In summary, the key contributions are proposing SHIP for synthesizing data, integrating it with existing methods, and achieving excellent few-shot generalization on multiple benchmarks, especially for tail classes.
Method Section
Here is a summary of the method section from the paper:
-
The goal is to improve fine-tuning of CLIP for both base classes (with labeled data) and new classes (no labeled data).
-
Proposes a generative model called SHIP to synthesize features for new classes.
-
Uses a VAE as the framework instead of GANs since VAEs are easier to train with limited data.
-
Generator takes a latent code z and class name c as input, and reconstructs the corresponding visual feature x.
-
Generator is designed to output synthetic prompts rather than features directly.
-
Prompts consist of global context vectors (initialized randomly) and a local bias vector computed from z via an MLP.
-
Feed prompts + class name into CLIP’s frozen text encoder to obtain reconstructed feature.
-
Only train encoder, MLP, and global prompts - keep CLIP fixed.
-
After training, sample z from prior and generate prompts for new classes using their names. Get features from text encoder.
-
Combine real features of base classes and synthetic features of new classes.
-
Use existing methods like prompt tuning to fine-tune CLIP on this combined dataset.

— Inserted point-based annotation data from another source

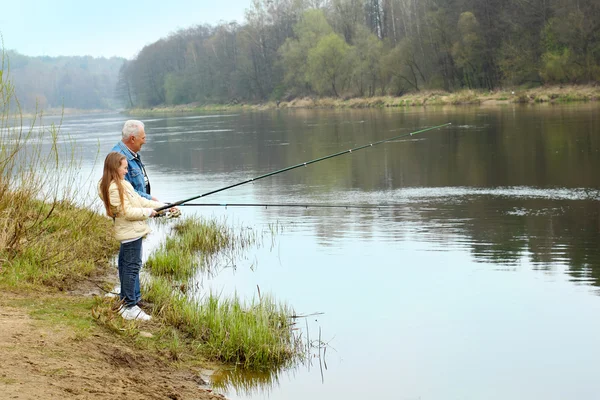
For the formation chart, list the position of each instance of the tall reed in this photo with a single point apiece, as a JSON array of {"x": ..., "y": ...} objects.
[{"x": 48, "y": 235}]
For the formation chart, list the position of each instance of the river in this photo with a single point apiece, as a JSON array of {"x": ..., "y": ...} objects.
[{"x": 479, "y": 279}]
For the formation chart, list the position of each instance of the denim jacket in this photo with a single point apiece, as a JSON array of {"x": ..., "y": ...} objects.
[{"x": 135, "y": 171}]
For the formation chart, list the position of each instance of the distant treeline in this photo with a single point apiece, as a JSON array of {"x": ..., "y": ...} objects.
[
  {"x": 70, "y": 82},
  {"x": 289, "y": 48}
]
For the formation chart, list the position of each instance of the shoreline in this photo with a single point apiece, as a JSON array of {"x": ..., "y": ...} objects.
[{"x": 548, "y": 94}]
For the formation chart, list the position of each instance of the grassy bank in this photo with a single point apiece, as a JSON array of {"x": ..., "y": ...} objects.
[
  {"x": 56, "y": 258},
  {"x": 256, "y": 334},
  {"x": 544, "y": 94}
]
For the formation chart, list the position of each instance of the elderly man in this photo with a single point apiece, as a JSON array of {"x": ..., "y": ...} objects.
[{"x": 134, "y": 137}]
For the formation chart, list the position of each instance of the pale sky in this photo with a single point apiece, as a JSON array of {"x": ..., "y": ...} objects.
[{"x": 104, "y": 28}]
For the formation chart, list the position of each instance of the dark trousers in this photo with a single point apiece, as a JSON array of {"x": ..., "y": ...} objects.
[{"x": 130, "y": 263}]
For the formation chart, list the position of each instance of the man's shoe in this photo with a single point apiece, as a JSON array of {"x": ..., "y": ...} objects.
[
  {"x": 146, "y": 305},
  {"x": 134, "y": 313}
]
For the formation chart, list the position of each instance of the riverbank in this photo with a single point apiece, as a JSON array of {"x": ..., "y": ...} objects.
[
  {"x": 544, "y": 94},
  {"x": 58, "y": 338}
]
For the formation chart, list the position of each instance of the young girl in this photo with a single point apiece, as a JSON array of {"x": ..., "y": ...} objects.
[{"x": 129, "y": 211}]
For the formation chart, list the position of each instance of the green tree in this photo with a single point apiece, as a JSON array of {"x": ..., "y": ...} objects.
[
  {"x": 365, "y": 62},
  {"x": 295, "y": 51},
  {"x": 328, "y": 68},
  {"x": 468, "y": 50}
]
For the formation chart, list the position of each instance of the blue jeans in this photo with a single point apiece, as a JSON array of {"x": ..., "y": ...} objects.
[{"x": 130, "y": 263}]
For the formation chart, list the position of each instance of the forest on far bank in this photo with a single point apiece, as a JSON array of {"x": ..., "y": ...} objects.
[{"x": 357, "y": 48}]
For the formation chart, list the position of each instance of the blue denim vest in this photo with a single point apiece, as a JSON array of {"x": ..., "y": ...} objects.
[{"x": 136, "y": 173}]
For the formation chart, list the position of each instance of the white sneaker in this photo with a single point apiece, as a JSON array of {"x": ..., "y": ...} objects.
[{"x": 134, "y": 313}]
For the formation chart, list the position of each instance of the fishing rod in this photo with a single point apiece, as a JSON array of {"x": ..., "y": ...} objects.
[
  {"x": 304, "y": 164},
  {"x": 286, "y": 205}
]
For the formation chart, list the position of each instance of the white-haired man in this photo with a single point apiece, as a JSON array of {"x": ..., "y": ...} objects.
[{"x": 133, "y": 138}]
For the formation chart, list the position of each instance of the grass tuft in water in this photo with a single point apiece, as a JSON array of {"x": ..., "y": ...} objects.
[
  {"x": 255, "y": 335},
  {"x": 195, "y": 245}
]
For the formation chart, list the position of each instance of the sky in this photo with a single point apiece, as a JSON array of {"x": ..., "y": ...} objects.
[{"x": 105, "y": 28}]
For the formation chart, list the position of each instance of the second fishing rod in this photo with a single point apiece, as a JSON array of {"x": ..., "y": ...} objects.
[{"x": 182, "y": 202}]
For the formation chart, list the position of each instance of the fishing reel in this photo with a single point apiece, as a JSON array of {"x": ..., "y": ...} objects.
[{"x": 169, "y": 213}]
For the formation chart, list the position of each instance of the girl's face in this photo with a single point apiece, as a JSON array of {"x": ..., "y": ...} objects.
[{"x": 122, "y": 170}]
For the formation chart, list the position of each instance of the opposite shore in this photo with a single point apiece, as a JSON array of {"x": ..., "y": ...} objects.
[{"x": 544, "y": 94}]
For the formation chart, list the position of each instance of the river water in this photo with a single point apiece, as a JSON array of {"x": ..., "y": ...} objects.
[{"x": 478, "y": 280}]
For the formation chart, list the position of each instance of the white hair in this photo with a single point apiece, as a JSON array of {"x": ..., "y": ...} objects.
[{"x": 132, "y": 128}]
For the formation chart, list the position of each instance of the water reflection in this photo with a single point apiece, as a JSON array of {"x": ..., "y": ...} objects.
[{"x": 483, "y": 268}]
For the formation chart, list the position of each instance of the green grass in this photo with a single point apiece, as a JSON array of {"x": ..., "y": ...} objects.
[
  {"x": 53, "y": 245},
  {"x": 194, "y": 245},
  {"x": 255, "y": 335}
]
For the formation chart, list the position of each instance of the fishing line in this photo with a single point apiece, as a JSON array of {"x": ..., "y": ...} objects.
[{"x": 304, "y": 164}]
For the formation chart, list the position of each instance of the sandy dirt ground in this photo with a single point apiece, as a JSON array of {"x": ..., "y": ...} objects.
[{"x": 39, "y": 361}]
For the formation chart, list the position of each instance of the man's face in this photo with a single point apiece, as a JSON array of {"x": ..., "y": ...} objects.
[{"x": 136, "y": 142}]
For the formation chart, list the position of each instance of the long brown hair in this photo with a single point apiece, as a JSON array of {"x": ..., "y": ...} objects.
[{"x": 111, "y": 173}]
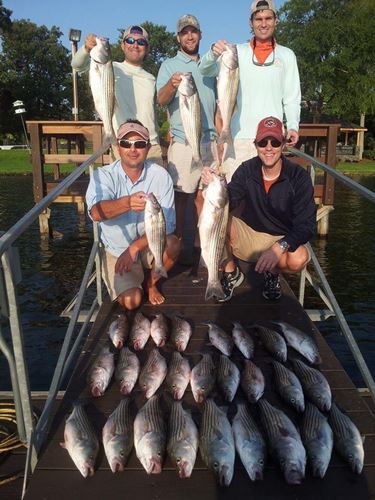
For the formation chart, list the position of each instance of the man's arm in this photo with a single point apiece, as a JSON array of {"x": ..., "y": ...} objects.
[{"x": 108, "y": 209}]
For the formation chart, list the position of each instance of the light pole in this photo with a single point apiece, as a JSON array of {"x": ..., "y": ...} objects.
[
  {"x": 19, "y": 109},
  {"x": 75, "y": 37}
]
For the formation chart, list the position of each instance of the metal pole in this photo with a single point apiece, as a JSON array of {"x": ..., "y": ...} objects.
[{"x": 75, "y": 85}]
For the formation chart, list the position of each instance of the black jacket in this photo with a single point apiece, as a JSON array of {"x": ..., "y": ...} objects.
[{"x": 287, "y": 209}]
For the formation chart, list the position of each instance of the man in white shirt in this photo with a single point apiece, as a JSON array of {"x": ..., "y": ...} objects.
[{"x": 134, "y": 87}]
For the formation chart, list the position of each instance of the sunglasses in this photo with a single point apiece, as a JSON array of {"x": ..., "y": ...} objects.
[
  {"x": 274, "y": 143},
  {"x": 140, "y": 41},
  {"x": 124, "y": 143}
]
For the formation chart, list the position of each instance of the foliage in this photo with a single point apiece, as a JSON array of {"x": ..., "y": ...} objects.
[
  {"x": 333, "y": 41},
  {"x": 35, "y": 68}
]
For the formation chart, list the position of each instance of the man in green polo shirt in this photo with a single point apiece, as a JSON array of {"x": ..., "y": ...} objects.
[{"x": 185, "y": 178}]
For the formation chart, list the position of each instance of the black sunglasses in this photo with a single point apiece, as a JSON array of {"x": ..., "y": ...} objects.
[
  {"x": 140, "y": 41},
  {"x": 274, "y": 143},
  {"x": 124, "y": 143}
]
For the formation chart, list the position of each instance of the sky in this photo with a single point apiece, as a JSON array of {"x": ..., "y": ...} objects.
[{"x": 218, "y": 18}]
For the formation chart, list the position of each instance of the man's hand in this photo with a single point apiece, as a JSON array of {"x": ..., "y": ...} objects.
[
  {"x": 219, "y": 47},
  {"x": 125, "y": 260},
  {"x": 137, "y": 201},
  {"x": 269, "y": 259},
  {"x": 175, "y": 79},
  {"x": 207, "y": 176},
  {"x": 90, "y": 42},
  {"x": 292, "y": 137}
]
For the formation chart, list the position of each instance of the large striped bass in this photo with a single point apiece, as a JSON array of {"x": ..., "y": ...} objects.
[
  {"x": 212, "y": 231},
  {"x": 190, "y": 111},
  {"x": 80, "y": 440},
  {"x": 227, "y": 87},
  {"x": 102, "y": 84},
  {"x": 155, "y": 229}
]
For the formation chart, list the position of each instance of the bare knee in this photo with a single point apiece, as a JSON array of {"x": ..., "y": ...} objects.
[{"x": 130, "y": 299}]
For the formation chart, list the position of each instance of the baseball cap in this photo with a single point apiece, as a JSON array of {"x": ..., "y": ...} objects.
[
  {"x": 270, "y": 127},
  {"x": 258, "y": 5},
  {"x": 187, "y": 20},
  {"x": 128, "y": 127},
  {"x": 135, "y": 30}
]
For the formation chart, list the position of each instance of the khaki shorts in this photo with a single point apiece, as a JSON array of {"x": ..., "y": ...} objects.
[
  {"x": 242, "y": 150},
  {"x": 154, "y": 154},
  {"x": 186, "y": 178},
  {"x": 250, "y": 244},
  {"x": 118, "y": 283}
]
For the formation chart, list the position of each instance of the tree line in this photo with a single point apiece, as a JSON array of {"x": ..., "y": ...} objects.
[{"x": 332, "y": 39}]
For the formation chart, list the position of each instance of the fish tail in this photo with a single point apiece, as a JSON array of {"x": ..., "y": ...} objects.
[{"x": 214, "y": 289}]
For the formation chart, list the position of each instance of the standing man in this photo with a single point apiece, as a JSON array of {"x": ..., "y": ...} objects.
[
  {"x": 269, "y": 83},
  {"x": 134, "y": 87},
  {"x": 180, "y": 160},
  {"x": 116, "y": 198},
  {"x": 278, "y": 215}
]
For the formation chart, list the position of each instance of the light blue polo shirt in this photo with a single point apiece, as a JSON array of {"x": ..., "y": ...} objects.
[
  {"x": 206, "y": 86},
  {"x": 110, "y": 183}
]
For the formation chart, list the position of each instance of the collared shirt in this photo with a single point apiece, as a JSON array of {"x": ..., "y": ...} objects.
[
  {"x": 288, "y": 208},
  {"x": 206, "y": 86},
  {"x": 110, "y": 183}
]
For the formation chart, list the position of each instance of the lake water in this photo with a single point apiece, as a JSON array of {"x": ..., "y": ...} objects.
[{"x": 52, "y": 272}]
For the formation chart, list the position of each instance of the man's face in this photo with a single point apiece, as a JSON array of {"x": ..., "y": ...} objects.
[
  {"x": 269, "y": 154},
  {"x": 189, "y": 39},
  {"x": 263, "y": 24},
  {"x": 134, "y": 53},
  {"x": 133, "y": 157}
]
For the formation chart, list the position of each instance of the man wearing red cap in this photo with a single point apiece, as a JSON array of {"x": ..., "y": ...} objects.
[
  {"x": 116, "y": 198},
  {"x": 269, "y": 83},
  {"x": 278, "y": 213}
]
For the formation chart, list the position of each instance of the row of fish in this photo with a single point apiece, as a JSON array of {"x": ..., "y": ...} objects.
[{"x": 217, "y": 440}]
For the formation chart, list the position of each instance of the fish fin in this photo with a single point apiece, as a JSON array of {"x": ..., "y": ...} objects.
[{"x": 214, "y": 290}]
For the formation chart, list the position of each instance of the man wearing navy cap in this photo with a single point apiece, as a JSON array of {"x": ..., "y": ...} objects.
[
  {"x": 278, "y": 216},
  {"x": 134, "y": 87}
]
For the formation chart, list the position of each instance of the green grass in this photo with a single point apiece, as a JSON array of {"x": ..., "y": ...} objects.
[{"x": 18, "y": 161}]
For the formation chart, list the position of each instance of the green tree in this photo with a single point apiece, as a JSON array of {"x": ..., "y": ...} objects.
[
  {"x": 332, "y": 40},
  {"x": 34, "y": 67}
]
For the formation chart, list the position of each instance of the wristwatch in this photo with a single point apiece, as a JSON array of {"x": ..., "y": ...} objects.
[{"x": 284, "y": 245}]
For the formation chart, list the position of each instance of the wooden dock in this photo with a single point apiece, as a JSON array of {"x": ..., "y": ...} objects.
[{"x": 57, "y": 478}]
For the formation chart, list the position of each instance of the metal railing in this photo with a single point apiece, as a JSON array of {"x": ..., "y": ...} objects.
[
  {"x": 323, "y": 288},
  {"x": 16, "y": 360}
]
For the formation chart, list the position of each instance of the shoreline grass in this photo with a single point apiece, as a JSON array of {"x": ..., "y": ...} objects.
[{"x": 18, "y": 162}]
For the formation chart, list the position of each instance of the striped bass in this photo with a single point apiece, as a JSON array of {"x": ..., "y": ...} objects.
[
  {"x": 150, "y": 436},
  {"x": 285, "y": 442},
  {"x": 190, "y": 111},
  {"x": 227, "y": 87},
  {"x": 183, "y": 440},
  {"x": 155, "y": 230},
  {"x": 102, "y": 84},
  {"x": 212, "y": 225},
  {"x": 216, "y": 443},
  {"x": 118, "y": 436},
  {"x": 80, "y": 440}
]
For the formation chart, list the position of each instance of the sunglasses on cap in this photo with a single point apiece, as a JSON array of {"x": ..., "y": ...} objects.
[
  {"x": 139, "y": 144},
  {"x": 139, "y": 41},
  {"x": 263, "y": 143}
]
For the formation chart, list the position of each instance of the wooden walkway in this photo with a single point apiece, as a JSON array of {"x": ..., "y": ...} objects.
[{"x": 56, "y": 477}]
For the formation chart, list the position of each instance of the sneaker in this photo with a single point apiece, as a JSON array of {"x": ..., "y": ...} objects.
[
  {"x": 272, "y": 287},
  {"x": 229, "y": 282}
]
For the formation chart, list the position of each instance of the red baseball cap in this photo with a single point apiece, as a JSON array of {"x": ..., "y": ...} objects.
[{"x": 270, "y": 127}]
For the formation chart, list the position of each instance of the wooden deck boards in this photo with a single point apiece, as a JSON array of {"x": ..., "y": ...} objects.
[{"x": 56, "y": 477}]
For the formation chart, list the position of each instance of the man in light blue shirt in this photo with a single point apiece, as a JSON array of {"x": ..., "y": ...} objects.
[
  {"x": 116, "y": 197},
  {"x": 185, "y": 175}
]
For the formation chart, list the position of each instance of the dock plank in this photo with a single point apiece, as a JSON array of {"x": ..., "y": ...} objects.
[{"x": 56, "y": 477}]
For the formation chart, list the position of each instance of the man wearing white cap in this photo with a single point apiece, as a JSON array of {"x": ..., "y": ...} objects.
[
  {"x": 269, "y": 83},
  {"x": 134, "y": 87},
  {"x": 116, "y": 199},
  {"x": 185, "y": 175}
]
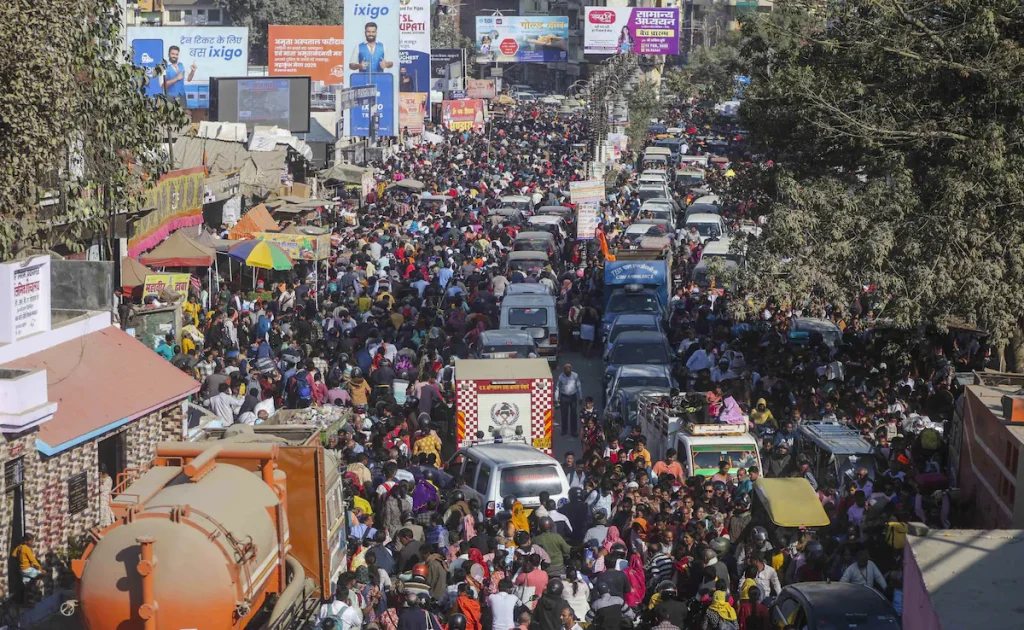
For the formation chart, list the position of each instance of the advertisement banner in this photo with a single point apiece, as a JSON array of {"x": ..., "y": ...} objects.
[
  {"x": 412, "y": 112},
  {"x": 480, "y": 88},
  {"x": 373, "y": 58},
  {"x": 588, "y": 197},
  {"x": 190, "y": 55},
  {"x": 523, "y": 40},
  {"x": 617, "y": 31},
  {"x": 463, "y": 115},
  {"x": 440, "y": 61},
  {"x": 317, "y": 52},
  {"x": 176, "y": 201},
  {"x": 415, "y": 68},
  {"x": 155, "y": 283},
  {"x": 299, "y": 246}
]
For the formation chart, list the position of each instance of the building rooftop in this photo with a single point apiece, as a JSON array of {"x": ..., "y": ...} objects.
[
  {"x": 973, "y": 577},
  {"x": 101, "y": 380}
]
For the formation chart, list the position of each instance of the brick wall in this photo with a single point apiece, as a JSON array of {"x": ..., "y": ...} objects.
[{"x": 46, "y": 510}]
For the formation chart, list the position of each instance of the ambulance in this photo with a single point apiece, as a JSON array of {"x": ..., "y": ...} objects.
[
  {"x": 504, "y": 400},
  {"x": 699, "y": 445}
]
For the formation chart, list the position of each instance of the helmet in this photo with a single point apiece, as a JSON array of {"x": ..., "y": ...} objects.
[
  {"x": 457, "y": 622},
  {"x": 759, "y": 535},
  {"x": 667, "y": 587},
  {"x": 720, "y": 546},
  {"x": 555, "y": 587}
]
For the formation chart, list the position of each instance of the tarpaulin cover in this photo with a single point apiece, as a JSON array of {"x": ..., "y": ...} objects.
[{"x": 179, "y": 251}]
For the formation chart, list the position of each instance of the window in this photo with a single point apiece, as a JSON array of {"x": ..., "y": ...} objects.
[
  {"x": 469, "y": 472},
  {"x": 529, "y": 480},
  {"x": 483, "y": 481}
]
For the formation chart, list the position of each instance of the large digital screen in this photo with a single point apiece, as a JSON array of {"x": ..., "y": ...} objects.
[
  {"x": 529, "y": 39},
  {"x": 643, "y": 31},
  {"x": 262, "y": 100}
]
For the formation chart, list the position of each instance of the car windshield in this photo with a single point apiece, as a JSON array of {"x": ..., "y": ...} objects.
[
  {"x": 529, "y": 480},
  {"x": 708, "y": 229},
  {"x": 632, "y": 302},
  {"x": 622, "y": 328},
  {"x": 637, "y": 353},
  {"x": 527, "y": 317},
  {"x": 501, "y": 350},
  {"x": 634, "y": 380},
  {"x": 707, "y": 457}
]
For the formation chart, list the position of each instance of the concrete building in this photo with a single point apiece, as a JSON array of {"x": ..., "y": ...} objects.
[
  {"x": 985, "y": 441},
  {"x": 958, "y": 579},
  {"x": 77, "y": 395}
]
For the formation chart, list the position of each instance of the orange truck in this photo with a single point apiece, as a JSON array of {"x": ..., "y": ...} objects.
[{"x": 243, "y": 529}]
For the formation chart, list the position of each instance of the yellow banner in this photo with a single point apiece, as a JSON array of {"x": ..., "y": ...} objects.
[
  {"x": 155, "y": 283},
  {"x": 299, "y": 247}
]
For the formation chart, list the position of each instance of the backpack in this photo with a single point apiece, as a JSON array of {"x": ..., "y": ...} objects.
[{"x": 303, "y": 389}]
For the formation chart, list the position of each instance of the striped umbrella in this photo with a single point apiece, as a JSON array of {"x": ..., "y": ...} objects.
[{"x": 261, "y": 254}]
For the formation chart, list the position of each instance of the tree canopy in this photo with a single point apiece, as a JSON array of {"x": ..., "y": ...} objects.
[
  {"x": 895, "y": 131},
  {"x": 78, "y": 137}
]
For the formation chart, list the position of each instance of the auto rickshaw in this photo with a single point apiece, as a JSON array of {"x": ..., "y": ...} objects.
[{"x": 786, "y": 507}]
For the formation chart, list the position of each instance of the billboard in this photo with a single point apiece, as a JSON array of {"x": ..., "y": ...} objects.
[
  {"x": 192, "y": 55},
  {"x": 414, "y": 78},
  {"x": 514, "y": 39},
  {"x": 617, "y": 31},
  {"x": 317, "y": 52},
  {"x": 480, "y": 88},
  {"x": 463, "y": 115},
  {"x": 588, "y": 197},
  {"x": 261, "y": 100},
  {"x": 373, "y": 58}
]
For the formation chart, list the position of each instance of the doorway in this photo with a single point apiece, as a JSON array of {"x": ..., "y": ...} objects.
[{"x": 112, "y": 455}]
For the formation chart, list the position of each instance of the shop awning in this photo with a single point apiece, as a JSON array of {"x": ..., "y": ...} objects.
[
  {"x": 101, "y": 381},
  {"x": 133, "y": 274},
  {"x": 179, "y": 251},
  {"x": 257, "y": 219}
]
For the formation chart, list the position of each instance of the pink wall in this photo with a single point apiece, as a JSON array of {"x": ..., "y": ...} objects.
[{"x": 918, "y": 613}]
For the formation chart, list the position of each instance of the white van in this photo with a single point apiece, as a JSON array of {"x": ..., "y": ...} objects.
[
  {"x": 709, "y": 225},
  {"x": 537, "y": 315},
  {"x": 494, "y": 471}
]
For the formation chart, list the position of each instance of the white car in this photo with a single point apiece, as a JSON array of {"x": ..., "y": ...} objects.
[{"x": 493, "y": 471}]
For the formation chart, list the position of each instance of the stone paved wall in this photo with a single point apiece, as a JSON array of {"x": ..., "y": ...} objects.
[{"x": 46, "y": 481}]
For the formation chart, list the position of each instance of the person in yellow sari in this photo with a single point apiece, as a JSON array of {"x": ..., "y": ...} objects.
[
  {"x": 719, "y": 606},
  {"x": 519, "y": 517}
]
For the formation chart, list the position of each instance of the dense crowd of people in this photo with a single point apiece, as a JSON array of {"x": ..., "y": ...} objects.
[{"x": 408, "y": 291}]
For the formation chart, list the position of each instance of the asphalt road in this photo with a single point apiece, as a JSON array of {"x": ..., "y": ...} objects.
[{"x": 590, "y": 371}]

In summary, the key ideas are using a VAE framework, leveraging CLIP’s text encoder via prompt synthesis, and integrating synthesized data of new classes with real data of base classes for fine-tuning CLIP.
High-Level Pseudo Code
Here is the high-level pseudo code for the SHIP method:
# Train SHIP generator
for x, c in base_dataset:
z = encoder(x) # encode real feature
p = generate_prompts(z) # get prompts
x_recon = CLIP_text_encoder(p, c) # reconstruct feature
loss = VAE_loss(x, x_recon) # VAE reconstruction loss
update(encoder, prompts, MLP)
# Generate synthetic dataset
new_features = []
for c in new_classes:
z = sample_prior()
p = generate_prompts(z)
x = CLIP_text_encoder(p, c)
new_features.append((x, c))
# Fine-tune CLIP
combined_data = base_dataset + new_features
fine_tune_CLIP(combined_data) # using any existing method
The key steps are:
- Train SHIP generator on base classes
- Use it to generate synthetic features for new classes
- Combine real and synthetic datasets
- Fine-tune CLIP on combined data
This allows improving CLIP’s generalization to new classes in a data-efficient way.
Detailed Pseudo Code
Here is more detailed pseudo code to implement the SHIP method:
# SHIP Generator
class Encoder(nn.Module):
# Encoder network
def __init__(self):
# Encoder architecture
def forward(self, x):
# Returns: z
class MLP(nn.Module):
# MLP network
def __init__(self):
# MLP architecture
def forward(self, z):
# Returns: r
def generate_prompts(z, p):
r = MLP(z) # Get local bias
p = p + r # Add to global prompts
return p
# Train
encoder = Encoder()
mlp = MLP()
prompts = nn.Parameter(torch.randn(L, D)) # Initialize prompts
for x, c in base_dataset:
z = encoder(x)
p = generate_prompts(z, prompts)
x_recon = CLIP_text_encoder(p, c)
loss = VAE_loss(x, x_recon)
update(encoder, mlp, prompts)
# Generate new class features
for c in new_classes:
z = torch.randn(D) # Sample latent code
p = generate_prompts(z, prompts)
x = CLIP_text_encoder(p, c)
new_features.append((x, c))
# Fine-tune
combined_data = base_dataset + new_features
fine_tune_CLIP(combined_data)
where VAE_loss
can be MSE reconstruction loss + KL divergence prior loss.